Harrelson and McConaughey flashback to ’95 in HBO’s True Detective

PASADENA–Now that was a busy first day of press tour. So many sessions at #TCAw14 and then there’s this new phenomenon of getting pitched eleventy-billion “one-on-ones” on the side–sometimes in other cities. It’s like being asked to text and drive.
Right now I’m typing this instead of running out into the hall and seeing if somebody can trick Justin Theroux into spilling on the true status of his relationship with Jennifer Aniston. Theroux stars on The Leftovers, which is a sentence no actor ever wants to read. The series is a dark and punishing drama with one great Gary Busey joke towards the end of the first hour.
HBO, with panels on six new shows, came charging in to the Langham ballroom with nothing but headliners: Matthew McConaughey and Woody Harrelson here for creepy-good True Detective (launching Sunday on HBO Canada), Julia Roberts, Mark Ruffalo, Jim Parsons, Matt Bomer and Taylor Kitsch, along with executive producer Ryan Murphy, promoting The Normal Heart; Mike Judge on his hilarious new tech comedy Silicon Valley (April 6, same day Game of Thrones returns), Theroux and exec producer Damon Lindoff here for Leftovers, Lena Dunham, Judd Apatow and the rest of the Girls (back April 6) and The Daily Show‘s John Oliver, who gets his own comedy showcase on Sunday nights later this year.
More on the Girls session, which quickly went off the rails, in an upcoming post. HBO announced at the start of that session the series will be back for a fourth season. The room could not wait another year, it would seem, to turn on this show.
In the middle of it all I managed to squeeze out a story for The Canadian Press on True Detective; you can follow this link to it here. The series is Breaking Bad good.

That CP story was mainly based on an interview with director Cary Fukunaga in New York a month ago. McConaughey and Harrelson brought their star power to Thursday’s session with the two Texans delving into their own steady friendship.
McConaughey was asked about his big year in the wake of Dallas Buyers Club and other acclaimed feature film appearances. “Haven’t really been looking in the rear view mirror,” he said.

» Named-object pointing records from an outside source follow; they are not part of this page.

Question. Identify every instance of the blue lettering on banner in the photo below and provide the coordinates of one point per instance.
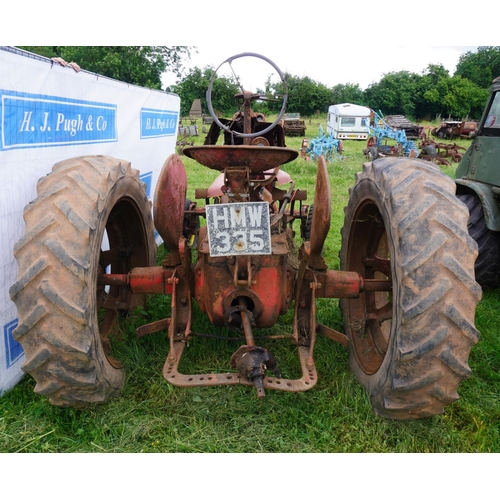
(158, 123)
(33, 121)
(147, 178)
(13, 348)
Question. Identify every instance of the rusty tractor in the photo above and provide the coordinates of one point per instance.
(406, 284)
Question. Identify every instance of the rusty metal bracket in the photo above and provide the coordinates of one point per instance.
(171, 374)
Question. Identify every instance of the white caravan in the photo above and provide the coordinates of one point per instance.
(348, 121)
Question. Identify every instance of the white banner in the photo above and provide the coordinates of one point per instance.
(49, 113)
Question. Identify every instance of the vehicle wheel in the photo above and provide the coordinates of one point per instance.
(409, 348)
(487, 266)
(66, 319)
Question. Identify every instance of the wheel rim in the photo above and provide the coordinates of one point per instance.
(370, 316)
(124, 247)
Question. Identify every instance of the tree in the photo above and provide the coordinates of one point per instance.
(396, 93)
(305, 95)
(195, 85)
(432, 86)
(480, 67)
(349, 92)
(136, 65)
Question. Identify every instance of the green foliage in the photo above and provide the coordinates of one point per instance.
(152, 416)
(396, 93)
(137, 65)
(480, 67)
(195, 84)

These projects were really done over a year ago and he feels the buzz just seems to have more of a shelf life this season.
He said the unstrung Louisiana cop character he plays in True Detective was really just a guy trying to “keep his shit together. Every day he’s alive is another day of penance in this indentured servitude he calls life.”
The actor was originally approached to play Martin Hart, the part Harrelson wound up with. McConaughey says he read the script (by Nic Pazzolatto) and told the producers he’d rather play the arguably more F-ed up Rust Cohle, “but I got why they saw me in the other role.”
Woody seemed happy with the leftovers (not Theroux’s series. He might like that too, I simply do not know.)
Harrelson called McConaughey “an island” while filming “True Detective.” This brooding, sullen character is so unlike the real McConaughey, who Harrelson calls “one of the most gregarious, awesome guys I know.”
“Part of that complication helped,” says Harrelson, as the two friends had to play dudes who basically hate each other.
McConaughey agreed. “In comedy, we get on each others frequency,” he said, citing their appearances together dating back to EDTV. “This was something different. There was real opposition.”
McConaughey began to feel the oppressive opposition funny in and of itself “around episode three.” I may have to watch that one again.